March 12, 2019
Few will have noticed, and none I hope been concerned by, a certain reticence from Trad over the past few weeks.
He (I slip back easily into the third person I used for Trad’s first decade, forty years ago) has been submerged in the creation of the eighth edition of The World Atlas of Wine. Once every six years, for the past 48 years, this work has been growing and growing to keep pace with a world of wine we once thought was mature, but now realise was still in short pants. Now it is in full adolescence, unruly, if not ungainly not exactly gainly. In the 1970s we took serious account of California and Australia, in the ‘80s of Washington, Oregon and New Zealand, in the ‘90s of Chile, the ‘00s of South Africa and Argentina, the ‘10s of Eastern Europe, with Hungary to the fore – and now it’s China. China, huge in gardening, once thought a minnow in wine, is suddenly one of the world’s biggest consumers – and producers. After four editions I had a brainwave: I recruited the most able wine critic of the coming generation, Jancis Robinson, to help me. Four editions later it is much more her book than mine, and needs constant revision more urgently than ever.
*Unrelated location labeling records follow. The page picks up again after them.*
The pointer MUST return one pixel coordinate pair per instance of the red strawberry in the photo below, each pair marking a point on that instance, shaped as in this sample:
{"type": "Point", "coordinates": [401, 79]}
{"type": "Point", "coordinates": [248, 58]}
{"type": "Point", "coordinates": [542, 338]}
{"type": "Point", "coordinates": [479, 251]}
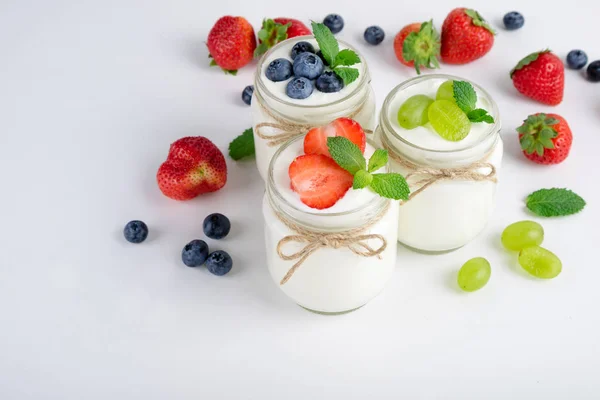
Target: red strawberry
{"type": "Point", "coordinates": [545, 138]}
{"type": "Point", "coordinates": [231, 43]}
{"type": "Point", "coordinates": [194, 166]}
{"type": "Point", "coordinates": [418, 45]}
{"type": "Point", "coordinates": [277, 30]}
{"type": "Point", "coordinates": [540, 76]}
{"type": "Point", "coordinates": [318, 180]}
{"type": "Point", "coordinates": [315, 141]}
{"type": "Point", "coordinates": [466, 36]}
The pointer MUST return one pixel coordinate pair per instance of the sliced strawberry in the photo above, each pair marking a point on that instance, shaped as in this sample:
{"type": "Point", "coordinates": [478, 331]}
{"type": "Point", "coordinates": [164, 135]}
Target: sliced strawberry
{"type": "Point", "coordinates": [315, 141]}
{"type": "Point", "coordinates": [318, 180]}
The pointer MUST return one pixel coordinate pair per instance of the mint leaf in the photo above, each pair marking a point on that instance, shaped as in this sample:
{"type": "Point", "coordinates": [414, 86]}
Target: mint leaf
{"type": "Point", "coordinates": [554, 202]}
{"type": "Point", "coordinates": [480, 115]}
{"type": "Point", "coordinates": [362, 179]}
{"type": "Point", "coordinates": [242, 146]}
{"type": "Point", "coordinates": [348, 75]}
{"type": "Point", "coordinates": [377, 160]}
{"type": "Point", "coordinates": [346, 154]}
{"type": "Point", "coordinates": [326, 41]}
{"type": "Point", "coordinates": [390, 185]}
{"type": "Point", "coordinates": [346, 57]}
{"type": "Point", "coordinates": [465, 95]}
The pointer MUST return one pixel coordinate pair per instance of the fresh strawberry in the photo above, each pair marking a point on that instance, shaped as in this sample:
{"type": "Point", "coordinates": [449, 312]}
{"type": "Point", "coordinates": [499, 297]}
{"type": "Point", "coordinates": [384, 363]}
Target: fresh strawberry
{"type": "Point", "coordinates": [231, 43]}
{"type": "Point", "coordinates": [194, 166]}
{"type": "Point", "coordinates": [466, 36]}
{"type": "Point", "coordinates": [315, 141]}
{"type": "Point", "coordinates": [545, 138]}
{"type": "Point", "coordinates": [318, 180]}
{"type": "Point", "coordinates": [540, 76]}
{"type": "Point", "coordinates": [418, 45]}
{"type": "Point", "coordinates": [277, 30]}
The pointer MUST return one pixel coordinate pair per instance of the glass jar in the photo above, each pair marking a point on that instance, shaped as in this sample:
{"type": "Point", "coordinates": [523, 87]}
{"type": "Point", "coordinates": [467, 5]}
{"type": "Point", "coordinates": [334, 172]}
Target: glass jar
{"type": "Point", "coordinates": [453, 188]}
{"type": "Point", "coordinates": [283, 115]}
{"type": "Point", "coordinates": [315, 258]}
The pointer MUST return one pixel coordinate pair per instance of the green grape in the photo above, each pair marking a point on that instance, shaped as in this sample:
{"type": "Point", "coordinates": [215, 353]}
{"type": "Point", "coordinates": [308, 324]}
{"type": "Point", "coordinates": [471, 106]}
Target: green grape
{"type": "Point", "coordinates": [474, 274]}
{"type": "Point", "coordinates": [413, 112]}
{"type": "Point", "coordinates": [540, 262]}
{"type": "Point", "coordinates": [449, 121]}
{"type": "Point", "coordinates": [446, 91]}
{"type": "Point", "coordinates": [522, 234]}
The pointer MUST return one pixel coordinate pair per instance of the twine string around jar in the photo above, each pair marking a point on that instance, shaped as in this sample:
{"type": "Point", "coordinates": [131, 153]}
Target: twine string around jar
{"type": "Point", "coordinates": [288, 129]}
{"type": "Point", "coordinates": [354, 239]}
{"type": "Point", "coordinates": [478, 171]}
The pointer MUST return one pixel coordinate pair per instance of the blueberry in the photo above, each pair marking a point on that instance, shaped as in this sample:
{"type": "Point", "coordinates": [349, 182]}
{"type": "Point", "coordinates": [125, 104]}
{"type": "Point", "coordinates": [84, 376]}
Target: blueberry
{"type": "Point", "coordinates": [513, 20]}
{"type": "Point", "coordinates": [594, 71]}
{"type": "Point", "coordinates": [135, 231]}
{"type": "Point", "coordinates": [247, 94]}
{"type": "Point", "coordinates": [334, 22]}
{"type": "Point", "coordinates": [308, 65]}
{"type": "Point", "coordinates": [329, 82]}
{"type": "Point", "coordinates": [299, 88]}
{"type": "Point", "coordinates": [216, 226]}
{"type": "Point", "coordinates": [374, 35]}
{"type": "Point", "coordinates": [576, 59]}
{"type": "Point", "coordinates": [195, 253]}
{"type": "Point", "coordinates": [219, 263]}
{"type": "Point", "coordinates": [279, 70]}
{"type": "Point", "coordinates": [302, 47]}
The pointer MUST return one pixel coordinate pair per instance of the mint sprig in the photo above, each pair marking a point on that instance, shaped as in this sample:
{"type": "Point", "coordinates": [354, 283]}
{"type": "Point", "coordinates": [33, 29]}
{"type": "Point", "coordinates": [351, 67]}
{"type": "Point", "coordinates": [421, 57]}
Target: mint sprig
{"type": "Point", "coordinates": [338, 61]}
{"type": "Point", "coordinates": [466, 99]}
{"type": "Point", "coordinates": [348, 156]}
{"type": "Point", "coordinates": [554, 202]}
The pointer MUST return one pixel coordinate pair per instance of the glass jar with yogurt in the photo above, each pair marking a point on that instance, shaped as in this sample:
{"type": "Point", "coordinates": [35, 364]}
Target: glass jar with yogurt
{"type": "Point", "coordinates": [453, 184]}
{"type": "Point", "coordinates": [332, 260]}
{"type": "Point", "coordinates": [275, 114]}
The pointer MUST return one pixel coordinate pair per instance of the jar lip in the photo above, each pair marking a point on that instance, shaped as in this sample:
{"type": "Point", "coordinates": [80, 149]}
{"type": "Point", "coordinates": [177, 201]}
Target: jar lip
{"type": "Point", "coordinates": [384, 120]}
{"type": "Point", "coordinates": [274, 192]}
{"type": "Point", "coordinates": [258, 80]}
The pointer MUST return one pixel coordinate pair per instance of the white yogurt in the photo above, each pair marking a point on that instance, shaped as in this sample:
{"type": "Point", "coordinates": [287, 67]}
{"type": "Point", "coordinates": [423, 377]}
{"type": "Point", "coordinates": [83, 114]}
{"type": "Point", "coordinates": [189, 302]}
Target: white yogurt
{"type": "Point", "coordinates": [450, 213]}
{"type": "Point", "coordinates": [356, 100]}
{"type": "Point", "coordinates": [330, 280]}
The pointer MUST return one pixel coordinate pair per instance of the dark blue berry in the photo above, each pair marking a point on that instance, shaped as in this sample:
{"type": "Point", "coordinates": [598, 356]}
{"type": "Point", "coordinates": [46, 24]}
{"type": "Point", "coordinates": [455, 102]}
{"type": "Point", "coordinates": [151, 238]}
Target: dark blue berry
{"type": "Point", "coordinates": [334, 22]}
{"type": "Point", "coordinates": [308, 65]}
{"type": "Point", "coordinates": [299, 88]}
{"type": "Point", "coordinates": [279, 70]}
{"type": "Point", "coordinates": [247, 94]}
{"type": "Point", "coordinates": [219, 263]}
{"type": "Point", "coordinates": [576, 59]}
{"type": "Point", "coordinates": [513, 20]}
{"type": "Point", "coordinates": [329, 82]}
{"type": "Point", "coordinates": [374, 35]}
{"type": "Point", "coordinates": [594, 71]}
{"type": "Point", "coordinates": [195, 253]}
{"type": "Point", "coordinates": [302, 47]}
{"type": "Point", "coordinates": [135, 231]}
{"type": "Point", "coordinates": [216, 226]}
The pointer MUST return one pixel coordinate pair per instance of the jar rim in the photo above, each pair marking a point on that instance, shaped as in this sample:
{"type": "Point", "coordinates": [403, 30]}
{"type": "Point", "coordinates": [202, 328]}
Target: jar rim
{"type": "Point", "coordinates": [388, 128]}
{"type": "Point", "coordinates": [273, 192]}
{"type": "Point", "coordinates": [259, 83]}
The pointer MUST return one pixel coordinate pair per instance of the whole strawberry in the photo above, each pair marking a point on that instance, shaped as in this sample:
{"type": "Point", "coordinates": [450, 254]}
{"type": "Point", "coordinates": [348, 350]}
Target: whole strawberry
{"type": "Point", "coordinates": [194, 166]}
{"type": "Point", "coordinates": [418, 45]}
{"type": "Point", "coordinates": [540, 76]}
{"type": "Point", "coordinates": [466, 36]}
{"type": "Point", "coordinates": [277, 30]}
{"type": "Point", "coordinates": [231, 43]}
{"type": "Point", "coordinates": [545, 138]}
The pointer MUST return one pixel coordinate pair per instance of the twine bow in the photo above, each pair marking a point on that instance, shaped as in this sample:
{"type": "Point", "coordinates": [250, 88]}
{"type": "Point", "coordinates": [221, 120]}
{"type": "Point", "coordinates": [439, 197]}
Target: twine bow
{"type": "Point", "coordinates": [355, 240]}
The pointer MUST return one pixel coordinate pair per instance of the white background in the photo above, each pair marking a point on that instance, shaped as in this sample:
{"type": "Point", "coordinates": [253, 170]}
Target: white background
{"type": "Point", "coordinates": [91, 95]}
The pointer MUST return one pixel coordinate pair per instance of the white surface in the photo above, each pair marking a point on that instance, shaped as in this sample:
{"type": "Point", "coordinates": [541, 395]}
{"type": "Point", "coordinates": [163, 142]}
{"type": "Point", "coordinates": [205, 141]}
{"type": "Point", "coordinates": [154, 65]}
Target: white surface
{"type": "Point", "coordinates": [93, 93]}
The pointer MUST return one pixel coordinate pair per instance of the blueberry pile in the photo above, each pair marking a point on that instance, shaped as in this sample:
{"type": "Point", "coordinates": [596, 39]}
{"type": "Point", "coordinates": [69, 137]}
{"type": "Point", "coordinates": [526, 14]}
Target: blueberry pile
{"type": "Point", "coordinates": [307, 70]}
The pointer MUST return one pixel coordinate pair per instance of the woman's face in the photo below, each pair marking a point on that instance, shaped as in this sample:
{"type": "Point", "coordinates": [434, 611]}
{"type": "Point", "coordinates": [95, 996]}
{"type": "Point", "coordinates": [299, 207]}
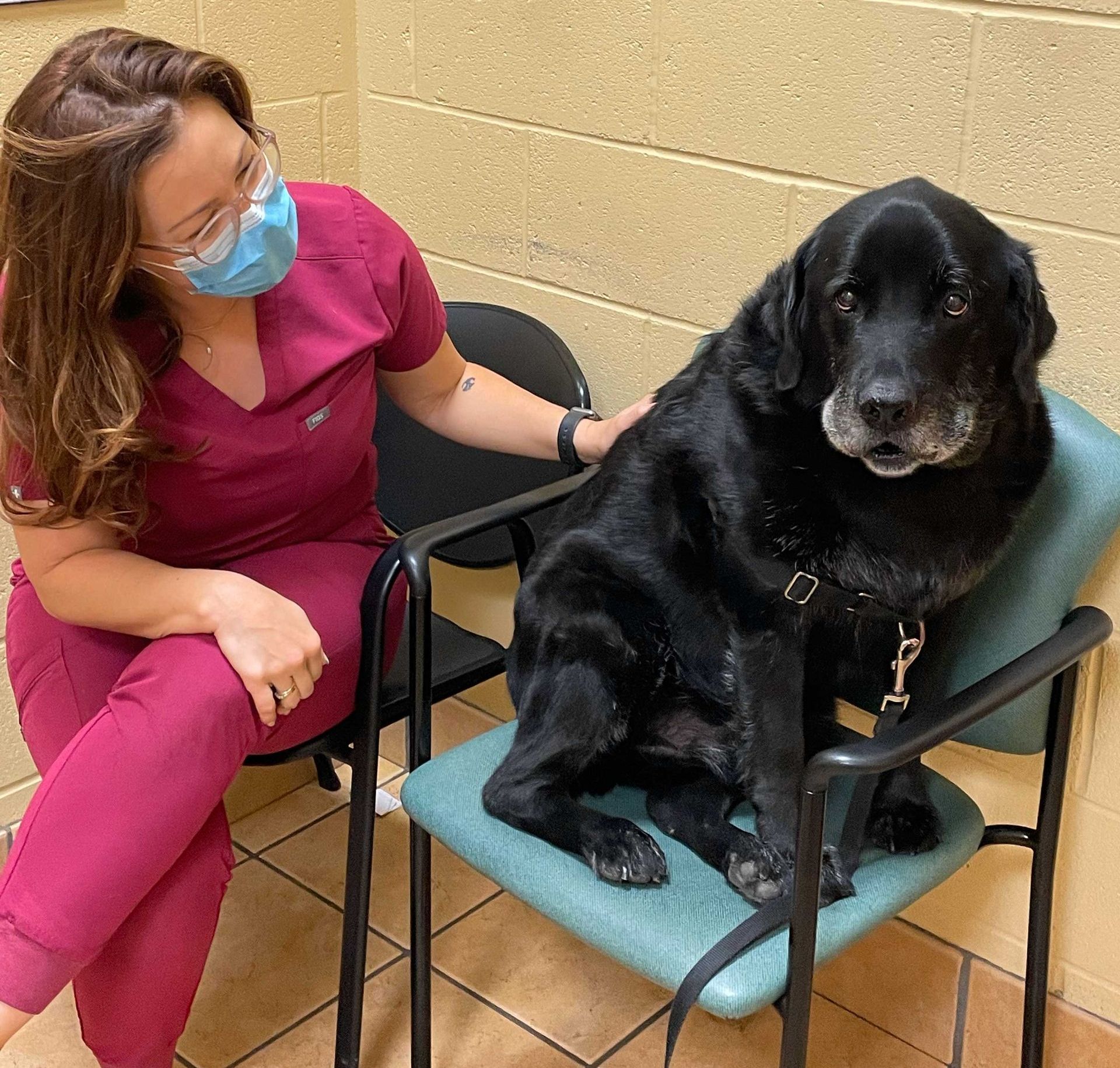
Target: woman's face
{"type": "Point", "coordinates": [181, 190]}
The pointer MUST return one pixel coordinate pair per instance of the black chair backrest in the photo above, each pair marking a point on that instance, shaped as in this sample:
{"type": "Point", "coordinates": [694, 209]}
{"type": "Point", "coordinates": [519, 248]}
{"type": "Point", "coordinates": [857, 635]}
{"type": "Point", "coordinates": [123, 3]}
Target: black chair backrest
{"type": "Point", "coordinates": [424, 477]}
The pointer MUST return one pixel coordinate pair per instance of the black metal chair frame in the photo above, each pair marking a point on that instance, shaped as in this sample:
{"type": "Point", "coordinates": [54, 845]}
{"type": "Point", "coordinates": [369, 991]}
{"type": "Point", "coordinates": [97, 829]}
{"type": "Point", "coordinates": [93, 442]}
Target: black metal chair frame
{"type": "Point", "coordinates": [1059, 659]}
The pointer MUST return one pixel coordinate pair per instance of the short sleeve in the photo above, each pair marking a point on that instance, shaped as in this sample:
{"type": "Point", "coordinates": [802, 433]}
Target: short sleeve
{"type": "Point", "coordinates": [404, 289]}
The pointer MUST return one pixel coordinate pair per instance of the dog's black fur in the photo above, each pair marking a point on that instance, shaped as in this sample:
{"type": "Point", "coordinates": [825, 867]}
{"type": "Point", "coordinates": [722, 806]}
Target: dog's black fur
{"type": "Point", "coordinates": [853, 421]}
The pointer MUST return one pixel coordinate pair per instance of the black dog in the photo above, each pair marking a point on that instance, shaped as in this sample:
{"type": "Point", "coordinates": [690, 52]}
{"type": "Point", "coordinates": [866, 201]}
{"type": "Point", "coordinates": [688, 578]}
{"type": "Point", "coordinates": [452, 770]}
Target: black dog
{"type": "Point", "coordinates": [870, 417]}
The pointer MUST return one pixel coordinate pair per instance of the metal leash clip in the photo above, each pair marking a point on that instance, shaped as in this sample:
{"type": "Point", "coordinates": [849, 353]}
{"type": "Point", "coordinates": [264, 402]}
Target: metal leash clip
{"type": "Point", "coordinates": [909, 648]}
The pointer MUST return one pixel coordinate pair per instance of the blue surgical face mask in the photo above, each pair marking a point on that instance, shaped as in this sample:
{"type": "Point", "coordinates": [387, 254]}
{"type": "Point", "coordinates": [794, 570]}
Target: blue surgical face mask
{"type": "Point", "coordinates": [261, 254]}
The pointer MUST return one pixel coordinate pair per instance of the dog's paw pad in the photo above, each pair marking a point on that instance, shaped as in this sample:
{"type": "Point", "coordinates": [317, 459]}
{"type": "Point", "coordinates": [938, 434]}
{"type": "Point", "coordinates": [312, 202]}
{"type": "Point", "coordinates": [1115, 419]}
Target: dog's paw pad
{"type": "Point", "coordinates": [628, 856]}
{"type": "Point", "coordinates": [905, 826]}
{"type": "Point", "coordinates": [757, 877]}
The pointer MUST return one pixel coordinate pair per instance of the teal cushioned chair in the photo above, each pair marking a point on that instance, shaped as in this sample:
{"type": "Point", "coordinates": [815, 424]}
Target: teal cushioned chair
{"type": "Point", "coordinates": [1003, 675]}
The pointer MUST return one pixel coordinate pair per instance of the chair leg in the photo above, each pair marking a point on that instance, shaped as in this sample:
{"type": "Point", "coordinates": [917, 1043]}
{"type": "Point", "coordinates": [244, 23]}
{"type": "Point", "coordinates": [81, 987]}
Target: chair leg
{"type": "Point", "coordinates": [1042, 868]}
{"type": "Point", "coordinates": [356, 910]}
{"type": "Point", "coordinates": [420, 851]}
{"type": "Point", "coordinates": [803, 930]}
{"type": "Point", "coordinates": [325, 773]}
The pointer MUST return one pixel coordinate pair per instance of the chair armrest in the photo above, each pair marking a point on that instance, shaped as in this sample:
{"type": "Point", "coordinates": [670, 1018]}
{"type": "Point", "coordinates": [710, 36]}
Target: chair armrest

So what does wine have to do with gardening, apart from a glass after a day with the hoe? Both have been my preoccupation, and delight, over the forty five years since I wrote a book on trees (having, as I then thought, shot my bolt on wine) and became embroiled with the R.H.S. and gardening. Trad was born in 1975. Besides, they have much in common. They are both sensual pleasures with a strong tincture of the intellectual. They call for understanding, reward curiosity, and satisfy several senses. They demand a working memory. They repay acute observation. They can bring moments of intense pleasure.
A certain sensibility, it seems to me, applies to both. You look at a flower with focussed vision, to delight in its texture, its structure, the originality of its form, its colours, and perhaps its scent. The glass of wine in my hand brings on the same close attention, to its colour, its denser or more delicate substance, its scent as it develops in my glass and its flavours, simpler or more complex, as they develop in my mouth, ending abruptly or dying gradually away to leave me savouring some elusive sweetness.
Plants and wine both bring on the human urge to name and classify. We find pleasure hardly justified on any grounds of utility in dividing and subdividing and naming categories of both. Do we need three thousand varieties of rose? Do we need to name and classify and attribute different and precise qualities to each of the little fields of vines in Burgundy? Six hundred are named, ranked and priced separately. They are not natural species, like birds, or butterflies. They are not the same sort of deliberate creations as, for example, postage stamps. They are collaborations of man and nature to an essentially aesthetic end. They engage the senses and the intellect together. They also call for patience – in growing, nurturing, and waiting (sometimes for years) for maturity.
Trees are the plants that engage me most: such wines as claret, that can age for as long as a man (if not perhaps a tree) are capable of giving me moments of almost unworldly pleasure. Finding words for the pleasures they give is the challenge I most enjoy.